Redazione: Forse nel momento in cui una persona comprende profondamente la malattia capisce anche che vivere o morire non è la cosa fondamentale. Ma agli altri come riusciamo a spiegarlo? E come facciamo a non infondere false speranze di guarigione di fronte a malattie terminali?

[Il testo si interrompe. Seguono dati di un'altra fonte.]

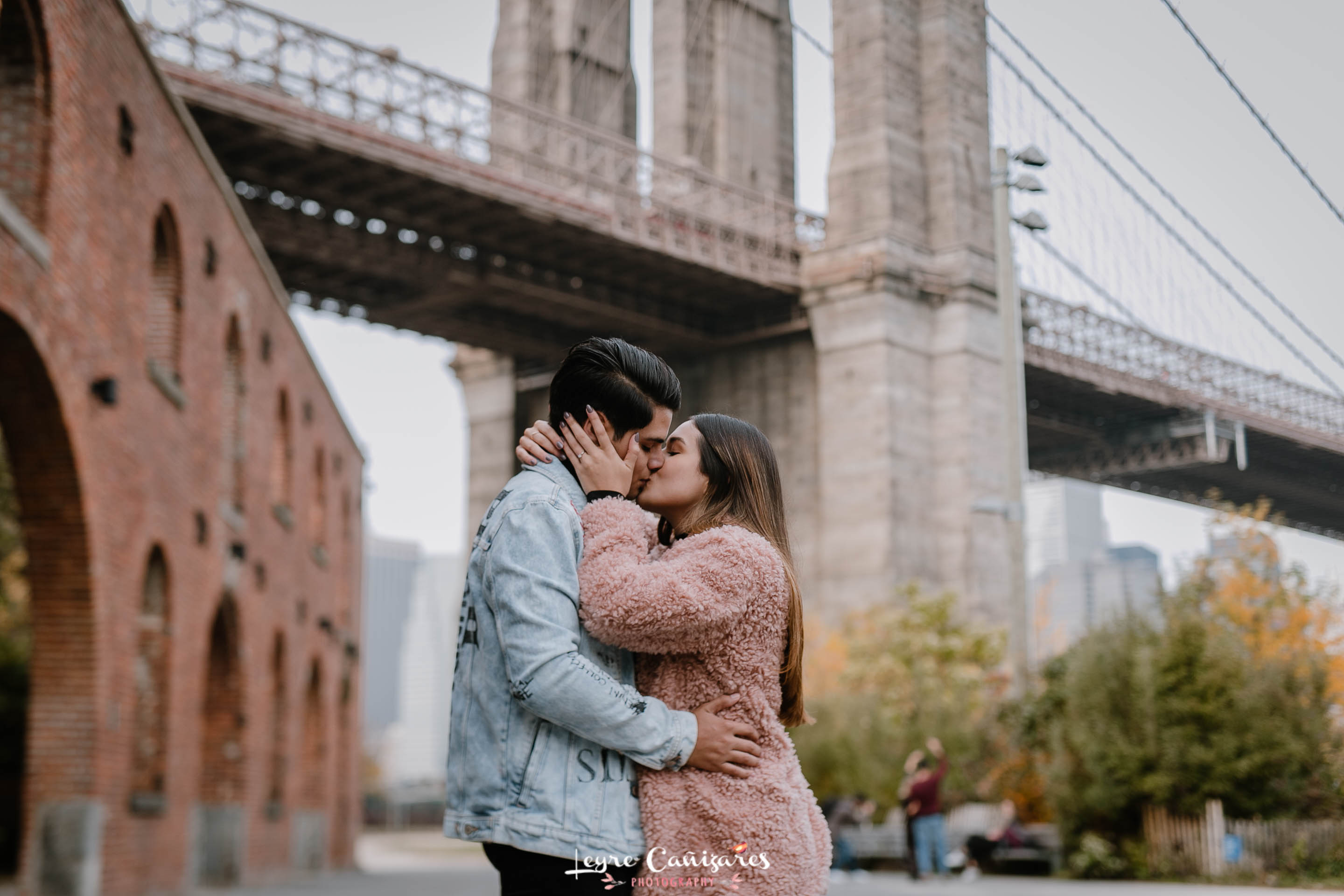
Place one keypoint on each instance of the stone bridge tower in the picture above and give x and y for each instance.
(882, 397)
(903, 315)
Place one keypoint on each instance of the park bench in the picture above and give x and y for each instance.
(888, 841)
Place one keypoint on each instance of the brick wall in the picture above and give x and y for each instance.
(101, 485)
(23, 108)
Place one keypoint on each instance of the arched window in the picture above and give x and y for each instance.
(233, 410)
(23, 108)
(283, 462)
(224, 745)
(314, 791)
(318, 510)
(279, 715)
(150, 749)
(164, 334)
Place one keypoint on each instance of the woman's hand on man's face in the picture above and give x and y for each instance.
(599, 465)
(538, 444)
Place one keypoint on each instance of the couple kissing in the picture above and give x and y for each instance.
(631, 651)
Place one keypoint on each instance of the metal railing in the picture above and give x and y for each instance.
(1082, 334)
(650, 201)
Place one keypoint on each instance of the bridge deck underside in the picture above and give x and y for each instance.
(1074, 420)
(517, 276)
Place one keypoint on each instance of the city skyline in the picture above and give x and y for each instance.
(1262, 56)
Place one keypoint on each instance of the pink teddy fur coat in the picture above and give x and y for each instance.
(707, 616)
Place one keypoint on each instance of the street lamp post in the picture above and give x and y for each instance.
(1014, 397)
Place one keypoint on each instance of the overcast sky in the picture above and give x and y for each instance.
(1127, 60)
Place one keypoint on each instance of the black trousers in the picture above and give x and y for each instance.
(523, 874)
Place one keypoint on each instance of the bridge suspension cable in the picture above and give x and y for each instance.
(1254, 112)
(1166, 194)
(1164, 225)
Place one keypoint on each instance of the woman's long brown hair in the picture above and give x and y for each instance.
(745, 490)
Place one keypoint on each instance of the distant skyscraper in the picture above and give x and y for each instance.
(1076, 580)
(390, 570)
(1065, 523)
(417, 747)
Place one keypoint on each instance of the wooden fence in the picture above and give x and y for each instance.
(1210, 846)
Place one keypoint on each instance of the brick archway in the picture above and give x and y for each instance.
(219, 825)
(58, 774)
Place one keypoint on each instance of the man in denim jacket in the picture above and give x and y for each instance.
(546, 723)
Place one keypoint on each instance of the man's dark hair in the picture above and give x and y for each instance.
(616, 378)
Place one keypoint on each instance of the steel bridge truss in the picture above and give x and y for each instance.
(650, 202)
(1119, 405)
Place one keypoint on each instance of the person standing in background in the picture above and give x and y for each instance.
(903, 793)
(925, 812)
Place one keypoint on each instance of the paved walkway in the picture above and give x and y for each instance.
(428, 864)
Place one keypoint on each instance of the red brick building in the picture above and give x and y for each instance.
(189, 493)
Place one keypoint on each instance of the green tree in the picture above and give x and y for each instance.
(1176, 711)
(893, 676)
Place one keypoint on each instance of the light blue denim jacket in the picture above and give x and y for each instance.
(545, 719)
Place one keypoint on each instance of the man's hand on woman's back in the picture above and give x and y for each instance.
(722, 745)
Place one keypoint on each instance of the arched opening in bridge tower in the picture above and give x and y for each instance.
(224, 731)
(48, 724)
(23, 108)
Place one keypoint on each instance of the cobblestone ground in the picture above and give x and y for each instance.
(427, 864)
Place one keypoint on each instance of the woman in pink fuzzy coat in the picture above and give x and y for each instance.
(709, 600)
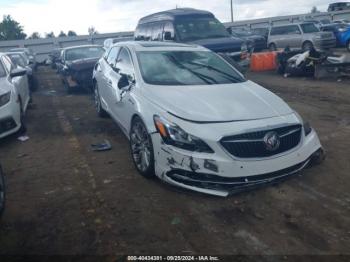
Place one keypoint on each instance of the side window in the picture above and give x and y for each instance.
(169, 29)
(124, 64)
(294, 29)
(148, 32)
(112, 56)
(157, 30)
(7, 64)
(139, 33)
(2, 70)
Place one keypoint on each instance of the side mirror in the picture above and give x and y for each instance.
(18, 72)
(167, 36)
(123, 82)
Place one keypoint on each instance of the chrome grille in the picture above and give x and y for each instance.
(252, 145)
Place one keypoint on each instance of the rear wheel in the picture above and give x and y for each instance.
(98, 106)
(272, 47)
(2, 192)
(141, 148)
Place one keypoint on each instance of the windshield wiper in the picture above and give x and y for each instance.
(199, 75)
(228, 76)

RICCARDO: Mi sono reso conto che per mia moglie Patrizia questa situazione è stata molto più dura che per me. Io, quando sentivo che veramente stavo morendo, mi dicevo: «Va bene, morirò, ma cerchiamo di allungare il più possibile la vita, di vivere questo poco tempo felicemente. Comunque, io voglio vincere!». E poi mi chiedevo: «Ma se vivo e vado avanti, diventerò felice?». Il problema grosso è questo: se io non sarò più felice, il fatto che viva di più non è una cosa fondamentale. L’importante è non lasciarsi vincere dalla mente e ho visto che chi si sfida sinceramente è gioioso, non preoccupato. Per esempio noi pensiamo: «A questa persona gli dico che riguardo a quella malattia vincerà sicuramente, poi… chissà se guarisce o non guarisce». Ma noi dobbiamo trasmettergli che “veramente” l’impossibile diventa possibile e sto incoraggiando i membri in questo modo. Dovremmo incoraggiare le persone fino in fondo perché quando veramente manifestiamo la nostra Buddità succedono delle cose incredibili. Preghiamo per essere felici adesso, perché dobbiamo affrontare la vita e non si può partire sconfitti. Ho vissuto intensamente fino in fondo, ho cercato di sentire tutti i miei amici prima degli interventi, di infondere coraggio a chi potevo. Ho stabilito dei legami ancora più forti e quelli sono stati la vittoria.

Redazione: Quindi hai vissuto ogni giorno come se fosse l’ultimo.

RICCARDO: Ho vissuto ogni momento fino in fondo, ma ne è valsa la pena. Avevo davanti mesi duri da affrontare, con la prospettiva di una vita miserabile, perché essere malato per più di due anni e mezzo sono tanti giorni, per cui se continui a vivere un giorno schifoso dopo l’altro per così tanto tempo, ti dici: «Che vita schifosa ho fatto!». Ma oggi paradossalmente penso: «Dovrei rifare questa esperienza? Va bene! Caso mai fatemelo sapere prima il finale, così faccio preoccupare meno le persone».

Redazione: Hai detto che durante la malattia ti mettevi dei piccoli scopi giornalieri.

RICCARDO: Era il “trucco” che usavo, perché quando è lunga ti senti disperato e questo è valido per tutte le difficoltà. È il ripetersi delle cose che ti stronca le gambe. Un giorno sbagliato può capitare. Ma quando cominciano a essere diversi giorni, mesi, anni è dura. Il trucco che ha funzionato e funziona per tutti è dire: «Fino a stasera, poi domani smetterà un attimino di piovere e verrà fuori il sole» e il giorno dopo per te quel pezzettino di sole è l’inizio della primavera, poi può anche ricominciare a piovere, ma il pezzettino di sole l’hai visto e sai che tornerà fuori. È stata veramente una battaglia all’ultimo sangue mai sperimentata in vita mia.

Redazione: Tu sei arrivato a combattere mettendoci questa grande forza anche grazie al Daimoku che avevi recitato in passato?

RICCARDO: Determinanti sono stati il Daimoku e l’incoraggiamento dei membri. I primi anni di pratica sono serviti sicuramente come base, ma a volte sono stato un po’ più pigrone, per esempio facevo meno Daimoku, ma studiavo di più… un po’ la vita che si fa tutti. Le mie giornate sono tutte differenti una dall’altra e infatti sono contento di fare un’ora di Daimoku dal Bottai una volta alla settimana, è un bel punto di partenza! Quindi una volta la settimana per quattro volte al mese, poi un altro po’ di giorni ce li metto anch’io e così riesco a fare una buona media. Ma a volte mi capitano delle giornate micidiali, dove veramente ho poco tempo, allora cerco di telefonare o di scrivere a una persona per incoraggiarla. Ecco, l’insieme di queste azioni mi ha portato a questo punto e lo stare in mezzo alla gente e fare attività per le altre persone è quello che ha fatto la differenza. L’ho visto in modo diretto perché i membri a loro volta mi hanno incoraggiato. Anche chi non mi conosceva ha recitato Daimoku e chi mi conosceva ha fatto per me delle cose… pazzesche! Grazie a tutti!